Re: I'm not saying that I agree with them, but I suspect I know why the limits are there
Date: 2007-01-11 05:23 pm (UTC)Re: I'm not saying that I agree with them, but I suspect I know why the limits are there
Date: 2007-01-11 07:47 pm (UTC)Doctors and public health people make arbitrary rules all the time (like every profession). And while the exact rule is arbitrary, usually, there is some actual reason behind it. I was just trying to shed some light on that.
If there was truth in their website, instead of saying the rule is for the comfort and safety of the donor, what they actually would have said was more along the lines of, "This rule is here because we're afraid if it's not, someone will sue our asses back into the middle ages- at least that's what our homes will look like when th lawyers are done with us." Juries really like to side with the family members of dead people. That's all.
Again, really, really sorry.
Re: I'm not saying that I agree with them, but I suspect I know why the limits are there
Date: 2007-01-11 04:59 am (UTC)I do remember our having problems with lumbar punctures and bone marrow extractions
Date: 2007-01-11 05:28 am (UTC)There are other equally unfair disqualifications for donation, you know, Serene. I seem to recall that the donor form ran through the standard Red Cross blood donation questions, including asking if you've ever had sex with a man who had had sex with another man, and whether you've been to a long list of countries, etc.
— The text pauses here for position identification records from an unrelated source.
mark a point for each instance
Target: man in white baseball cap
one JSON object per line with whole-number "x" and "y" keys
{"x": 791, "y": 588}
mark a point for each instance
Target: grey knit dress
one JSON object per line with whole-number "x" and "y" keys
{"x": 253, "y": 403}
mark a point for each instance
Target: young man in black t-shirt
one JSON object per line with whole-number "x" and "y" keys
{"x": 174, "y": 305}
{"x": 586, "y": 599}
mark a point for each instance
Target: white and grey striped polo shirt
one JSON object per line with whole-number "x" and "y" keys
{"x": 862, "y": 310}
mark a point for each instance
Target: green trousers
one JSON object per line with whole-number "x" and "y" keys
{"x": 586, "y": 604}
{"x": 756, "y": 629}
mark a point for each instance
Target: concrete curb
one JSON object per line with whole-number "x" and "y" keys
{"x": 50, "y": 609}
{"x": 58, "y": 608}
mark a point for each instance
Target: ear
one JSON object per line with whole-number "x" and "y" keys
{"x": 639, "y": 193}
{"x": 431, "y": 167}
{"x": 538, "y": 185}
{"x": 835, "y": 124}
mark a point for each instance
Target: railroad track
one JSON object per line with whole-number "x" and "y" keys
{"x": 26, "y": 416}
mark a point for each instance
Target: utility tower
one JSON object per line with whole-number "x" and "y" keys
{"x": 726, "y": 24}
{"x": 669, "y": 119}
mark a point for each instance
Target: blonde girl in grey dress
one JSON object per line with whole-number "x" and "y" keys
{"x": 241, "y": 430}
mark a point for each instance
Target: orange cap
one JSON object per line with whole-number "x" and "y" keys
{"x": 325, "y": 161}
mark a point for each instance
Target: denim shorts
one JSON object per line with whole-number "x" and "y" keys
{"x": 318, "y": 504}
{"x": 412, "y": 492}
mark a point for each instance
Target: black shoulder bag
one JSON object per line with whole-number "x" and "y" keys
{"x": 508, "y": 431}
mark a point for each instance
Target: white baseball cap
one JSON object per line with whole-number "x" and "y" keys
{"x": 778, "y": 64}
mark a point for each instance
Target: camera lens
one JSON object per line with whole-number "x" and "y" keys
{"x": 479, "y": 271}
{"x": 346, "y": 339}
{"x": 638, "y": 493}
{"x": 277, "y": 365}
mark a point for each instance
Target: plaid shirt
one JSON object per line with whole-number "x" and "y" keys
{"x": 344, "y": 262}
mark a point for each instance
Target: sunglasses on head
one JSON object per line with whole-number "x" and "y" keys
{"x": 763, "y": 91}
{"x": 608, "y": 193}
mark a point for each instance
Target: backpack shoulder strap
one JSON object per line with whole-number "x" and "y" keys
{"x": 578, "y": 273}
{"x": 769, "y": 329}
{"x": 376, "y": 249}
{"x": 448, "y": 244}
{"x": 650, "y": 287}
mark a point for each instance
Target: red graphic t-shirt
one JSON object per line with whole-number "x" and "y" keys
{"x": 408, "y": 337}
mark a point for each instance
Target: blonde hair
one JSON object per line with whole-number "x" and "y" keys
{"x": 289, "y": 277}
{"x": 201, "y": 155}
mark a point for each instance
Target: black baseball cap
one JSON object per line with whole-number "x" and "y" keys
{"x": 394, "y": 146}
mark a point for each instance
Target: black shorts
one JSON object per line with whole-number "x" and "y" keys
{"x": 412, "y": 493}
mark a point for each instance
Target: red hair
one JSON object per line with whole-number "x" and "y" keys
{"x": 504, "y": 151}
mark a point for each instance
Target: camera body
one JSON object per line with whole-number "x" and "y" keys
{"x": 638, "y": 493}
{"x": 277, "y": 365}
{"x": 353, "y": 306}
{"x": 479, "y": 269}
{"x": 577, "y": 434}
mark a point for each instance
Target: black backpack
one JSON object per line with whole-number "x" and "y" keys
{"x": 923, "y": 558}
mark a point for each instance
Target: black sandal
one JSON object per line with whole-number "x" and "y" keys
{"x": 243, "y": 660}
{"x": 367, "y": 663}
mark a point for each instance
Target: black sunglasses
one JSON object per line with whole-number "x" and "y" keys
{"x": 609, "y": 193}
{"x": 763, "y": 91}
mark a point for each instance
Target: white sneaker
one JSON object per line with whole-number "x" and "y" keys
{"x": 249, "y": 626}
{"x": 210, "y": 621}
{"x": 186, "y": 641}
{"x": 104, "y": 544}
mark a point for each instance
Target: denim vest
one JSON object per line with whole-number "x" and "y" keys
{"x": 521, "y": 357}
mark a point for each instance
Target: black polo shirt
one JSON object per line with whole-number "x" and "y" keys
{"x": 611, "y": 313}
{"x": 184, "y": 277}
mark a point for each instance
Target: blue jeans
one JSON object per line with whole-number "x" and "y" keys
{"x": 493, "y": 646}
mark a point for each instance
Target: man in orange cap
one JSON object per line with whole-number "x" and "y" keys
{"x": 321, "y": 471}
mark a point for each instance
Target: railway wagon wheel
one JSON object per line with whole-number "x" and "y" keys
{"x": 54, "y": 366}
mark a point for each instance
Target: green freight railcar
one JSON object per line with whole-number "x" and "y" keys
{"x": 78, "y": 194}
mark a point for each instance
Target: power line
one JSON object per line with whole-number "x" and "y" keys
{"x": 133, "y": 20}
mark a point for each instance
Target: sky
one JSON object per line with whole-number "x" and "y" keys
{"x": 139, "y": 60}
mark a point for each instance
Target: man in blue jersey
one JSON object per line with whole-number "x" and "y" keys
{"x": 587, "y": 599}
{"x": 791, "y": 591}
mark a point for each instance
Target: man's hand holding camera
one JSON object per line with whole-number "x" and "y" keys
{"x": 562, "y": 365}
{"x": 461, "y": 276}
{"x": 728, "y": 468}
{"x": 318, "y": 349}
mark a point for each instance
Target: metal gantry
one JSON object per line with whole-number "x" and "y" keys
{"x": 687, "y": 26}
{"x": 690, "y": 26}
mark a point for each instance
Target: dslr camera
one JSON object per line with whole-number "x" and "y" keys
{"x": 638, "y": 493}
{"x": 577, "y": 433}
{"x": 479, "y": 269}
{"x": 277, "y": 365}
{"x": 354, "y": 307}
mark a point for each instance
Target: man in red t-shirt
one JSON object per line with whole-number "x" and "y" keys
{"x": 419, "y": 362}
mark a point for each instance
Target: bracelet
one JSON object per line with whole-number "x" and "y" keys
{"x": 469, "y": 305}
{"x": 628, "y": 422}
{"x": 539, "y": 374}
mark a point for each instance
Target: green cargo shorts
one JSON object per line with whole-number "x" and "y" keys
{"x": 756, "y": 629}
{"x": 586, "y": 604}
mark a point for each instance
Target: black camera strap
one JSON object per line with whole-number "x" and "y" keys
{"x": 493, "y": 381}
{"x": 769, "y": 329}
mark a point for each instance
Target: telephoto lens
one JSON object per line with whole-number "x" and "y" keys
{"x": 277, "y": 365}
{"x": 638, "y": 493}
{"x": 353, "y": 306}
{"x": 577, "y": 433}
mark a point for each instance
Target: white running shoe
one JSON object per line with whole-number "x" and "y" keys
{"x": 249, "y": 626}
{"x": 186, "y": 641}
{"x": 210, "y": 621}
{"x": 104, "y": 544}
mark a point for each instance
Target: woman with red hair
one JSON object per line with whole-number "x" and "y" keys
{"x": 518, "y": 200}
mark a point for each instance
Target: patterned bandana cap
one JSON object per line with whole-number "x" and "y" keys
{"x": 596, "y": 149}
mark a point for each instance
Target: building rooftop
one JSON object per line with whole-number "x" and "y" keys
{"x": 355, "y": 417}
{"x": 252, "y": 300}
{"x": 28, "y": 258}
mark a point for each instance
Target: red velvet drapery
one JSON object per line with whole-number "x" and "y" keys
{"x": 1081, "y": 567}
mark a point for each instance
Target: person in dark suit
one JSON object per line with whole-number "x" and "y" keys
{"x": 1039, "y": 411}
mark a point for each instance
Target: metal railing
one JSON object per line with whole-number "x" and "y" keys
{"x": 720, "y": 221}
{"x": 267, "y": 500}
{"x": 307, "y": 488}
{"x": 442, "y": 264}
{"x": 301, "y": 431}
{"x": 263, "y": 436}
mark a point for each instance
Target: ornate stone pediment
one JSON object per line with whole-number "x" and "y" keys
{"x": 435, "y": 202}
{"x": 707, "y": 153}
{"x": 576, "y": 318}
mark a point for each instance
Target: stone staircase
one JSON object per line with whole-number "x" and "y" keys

Re: I do remember our having problems with lumbar punctures and bone marrow extractions
Date: 2007-01-11 07:29 am (UTC)And many of these really piss of those of us who would otherwise be able to give blood. Any man who has had sex with a man since 1975 is disqualified for the rest of his life, regardless of disease status. A woman who has had sex with a man in the past two years (I think) who has had sex with a man since 1975 is disqualified. I am pretty much permanently disqualified, at least as long as I have sex with my husband.